I had an audience and they were laughing at me. You know what this means.
“Good afternoon everyone, I’m Mat Wills and welcome to the park. I seem to be stuck in this tree.” The crowd laughed hard. Wow, this was a gig!
In Comedy, if you have a really great gig it’s known as ‘Taking The Roof Off’. I looked up but there was no roof, which could only mean I was on the verge of having my best gig ever. Watch Out McIntyre.
Someone then shouted out that I was barking mad. The crowd laughed again. I shouted back that I told a guy in a wheelchair and that he must had gone to get help. They laughed again. That wasn’t even funny and they cackled. This was audience interaction at its finest.
I explained about having left my mobile in the car and the laughing continued. I think I heard the word ‘idiot’ more than once. By this stage, who cared? It was great and my woes had left me.
I told a few more gags but by this point they were beginning to lose interest and I realised it was too much of a good thing and I’d have to exit stage left.
Necessity is the mother of invention so I decided I would have to climb down.
I gradually eased my way down and made it to the much lower branch and hung off.

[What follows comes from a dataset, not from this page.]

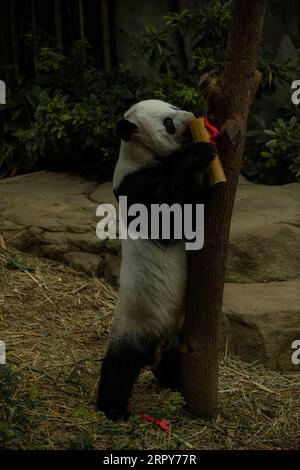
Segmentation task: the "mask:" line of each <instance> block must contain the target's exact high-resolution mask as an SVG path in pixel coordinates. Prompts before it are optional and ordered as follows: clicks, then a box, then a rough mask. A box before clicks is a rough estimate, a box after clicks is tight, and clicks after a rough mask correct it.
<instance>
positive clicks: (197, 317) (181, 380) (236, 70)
mask: <svg viewBox="0 0 300 470" xmlns="http://www.w3.org/2000/svg"><path fill="white" fill-rule="evenodd" d="M265 4H266V1H265V0H252V1H251V2H249V1H248V0H233V2H232V19H231V25H230V32H229V39H228V45H227V51H226V58H225V65H224V71H223V74H222V76H221V78H220V80H219V81H218V82H217V84H216V85H215V86H214V87H213V89H211V88H210V87H208V88H207V87H206V88H205V86H204V89H203V94H204V95H207V97H208V106H209V110H210V112H212V113H213V114H214V116H215V117H216V118H217V120H218V122H219V123H222V127H221V139H220V143H219V144H218V153H219V155H220V158H221V161H222V164H223V167H224V171H225V174H226V177H227V184H226V185H225V186H219V187H215V188H213V189H212V190H211V195H210V199H209V202H208V203H207V204H206V206H205V239H204V240H205V242H204V247H203V249H202V250H200V251H195V252H190V253H189V280H188V287H187V312H186V320H185V325H184V330H183V345H182V364H181V365H182V367H181V369H182V372H181V382H182V392H183V395H184V397H185V400H186V404H187V409H188V411H190V412H191V413H192V414H194V415H196V416H198V417H205V418H212V417H214V416H215V415H216V412H217V396H218V345H219V344H218V343H219V327H220V319H221V313H222V303H223V289H224V280H225V267H226V258H227V248H228V241H229V230H230V221H231V215H232V209H233V204H234V198H235V193H236V188H237V183H238V178H239V173H240V168H241V162H242V157H243V150H244V142H245V132H246V127H247V119H248V113H249V108H250V106H251V103H252V100H253V97H254V95H255V92H256V89H257V87H258V84H259V81H260V74H259V73H258V72H256V62H257V55H258V50H259V43H260V36H261V29H262V24H263V18H264V11H265ZM205 85H207V81H206V83H205Z"/></svg>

I then stupidly looked below me. This was a mistake. OK, I’ll climb back up and have a rethink. No I won’t, as my puny little hands wouldn’t let me and I had begun to lose my grip. I fell. The crowd gasped. Thud, tuck and a roll, I then stood up and gave a theatrical ‘TaaDaaaa”.
The mean mum asked if I was OK. Of course I wasn’t OK but people were laughing again. I know that laughter is what I want but preferably not like this, as it would be much more fulfilling if it had been through some clever word play I’d created and not because I had become some kind of modern day Frank Spencer.
Although, deep down, the smiles I’d created were a great comfort. The park people were a good crowd, too. Tough, but appreciative.
I’m no longer up a tree but, truth be told, my knees are now really experiencing some ‘Jip’.